Grace felt like the tag-along kid sister, except tonight, she was the one with the visions, the one whose stomach had been in a slow churn since sunrise.

They arrived at the town square nearly an hour before the lighting ceremony. The tree stood center-stage, a goliath of blue spruce, decked with so many lights the branches drooped under the weight. The platform at its base was dressed in fresh pine boughs, the steps swept clean of snow, but icy patches sparkled where the shadows hung on. Rows of folding chairs, still empty, made the square look like a set waiting for its actors.

Caroline surveyed the scene in front of her. “Right. Anna, you’re on the north side. Look for anything weird by the vendor tents. Olivia, you and I will circle the back. Grace?—”

Grace was already veering toward the stage, drawn by the memory of her vision: water, current, death. “I’ll check the electrical,” she called, and felt only slightly ridiculous saying it.

Caroline tossed her a thumbs up, already grabbing Olivia by the wrist and muttering in low, conspiratorial tones. Anna gave Grace a lopsided smile as she peeled off, boots crunching a lonely path to the perimeter.

Grace slowed at the edge of the stage. It looked harmless in the late afternoon light, all tinsel and plywood. The snow here had melted into slush, probably from the cluster of floodlights aimed upward at the tree’s topmost star. Her shoes left crescents in the packed ice as she circled around, eyes sweeping for hoses, buckets, anything that might leak. The extension cords looked new, orange and still unscuffed, taped at the joints. She followed them to the nearest junction box. It was latched shut, but when she ran her glove along the seam, she felt a pulse behind her ribs, a brief flicker of static.

“Find anything?” a voice said behind her.

She jumped and whirled. Bryant stood with his hands tucked behind his duty belt, radio clipped to his shoulder, gaze even as ever. In uniform, he looked both larger and more tightly wound, as if the badge forced all his uncertainty behind Kevlar and starch.

Grace shook her head. “It looks fine.

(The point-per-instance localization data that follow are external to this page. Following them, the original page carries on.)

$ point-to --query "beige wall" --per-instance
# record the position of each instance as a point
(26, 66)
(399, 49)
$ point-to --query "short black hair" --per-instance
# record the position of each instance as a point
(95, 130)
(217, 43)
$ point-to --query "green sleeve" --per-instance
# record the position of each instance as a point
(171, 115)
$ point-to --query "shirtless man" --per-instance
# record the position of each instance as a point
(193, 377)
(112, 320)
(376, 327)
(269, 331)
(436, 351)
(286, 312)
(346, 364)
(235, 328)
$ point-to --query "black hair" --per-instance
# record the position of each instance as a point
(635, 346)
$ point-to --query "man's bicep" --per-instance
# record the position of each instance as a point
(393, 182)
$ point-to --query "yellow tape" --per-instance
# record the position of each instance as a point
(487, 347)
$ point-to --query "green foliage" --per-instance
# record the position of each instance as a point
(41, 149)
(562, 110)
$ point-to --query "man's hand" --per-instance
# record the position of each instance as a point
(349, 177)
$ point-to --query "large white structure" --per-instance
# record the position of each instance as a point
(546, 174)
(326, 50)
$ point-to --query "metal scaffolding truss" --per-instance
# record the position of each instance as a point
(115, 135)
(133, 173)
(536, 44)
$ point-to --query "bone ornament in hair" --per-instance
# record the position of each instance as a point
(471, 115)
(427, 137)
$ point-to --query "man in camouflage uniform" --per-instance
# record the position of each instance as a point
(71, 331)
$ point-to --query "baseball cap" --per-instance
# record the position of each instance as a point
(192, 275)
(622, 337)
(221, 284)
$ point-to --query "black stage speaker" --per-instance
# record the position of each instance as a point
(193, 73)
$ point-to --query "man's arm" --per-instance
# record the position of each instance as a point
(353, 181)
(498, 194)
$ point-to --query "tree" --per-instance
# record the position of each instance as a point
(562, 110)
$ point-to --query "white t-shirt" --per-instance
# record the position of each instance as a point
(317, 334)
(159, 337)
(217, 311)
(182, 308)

But it’s too clean, you know? Like someone made it look perfect.”

Bryant squinted at the cord, then at her. “Maintenance did a full check before noon. Nothing out of the ordinary. They even swapped in new power strips.”

She scanned his face for doubt, for the edge of skepticism she’d sometimes caught when she talked about her visions. There was none now. Just a measured worry, maybe more personal than professional.

Bryant’s radio chirped. He squeezed the button. “Paulsen here.” The dispatcher’s voice spilled out, brisk and unremarkable—another round of volunteers arriving, the mayor’s wife asking about parking. Bryant acknowledged each and unclipped the radio, turning it down.

“I get why you’re spooked,” he said, voice lower now. “But I promise, we’re watching every angle. I’ve got officers on every corner.”

She heard thebutin his tone before he said it.

“I don’t know,” she said, hands in her own pockets, wishing for a distraction. “I just feel like something’s waiting for us to relax.”

Bryant took a slow breath, and for a second his jaw worked like he wanted to say more. Instead, he turned back to the cord, bent down, and tugged gently at the connection. When nothing sparked, he made a show of sniffing the outlet.

“No ozone,” he said. “I’d rather look paranoid than risk people getting hurt.” His voice had a gravity that made her look up. His eyes, the color of new pine needles in snowmelt, found hers.

Grace let herself believe him for a moment.

He straightened and stepped subtly to her side. Not in front of her, not overtly shielding, but enough that if something happened, she’d be behind his line of defense.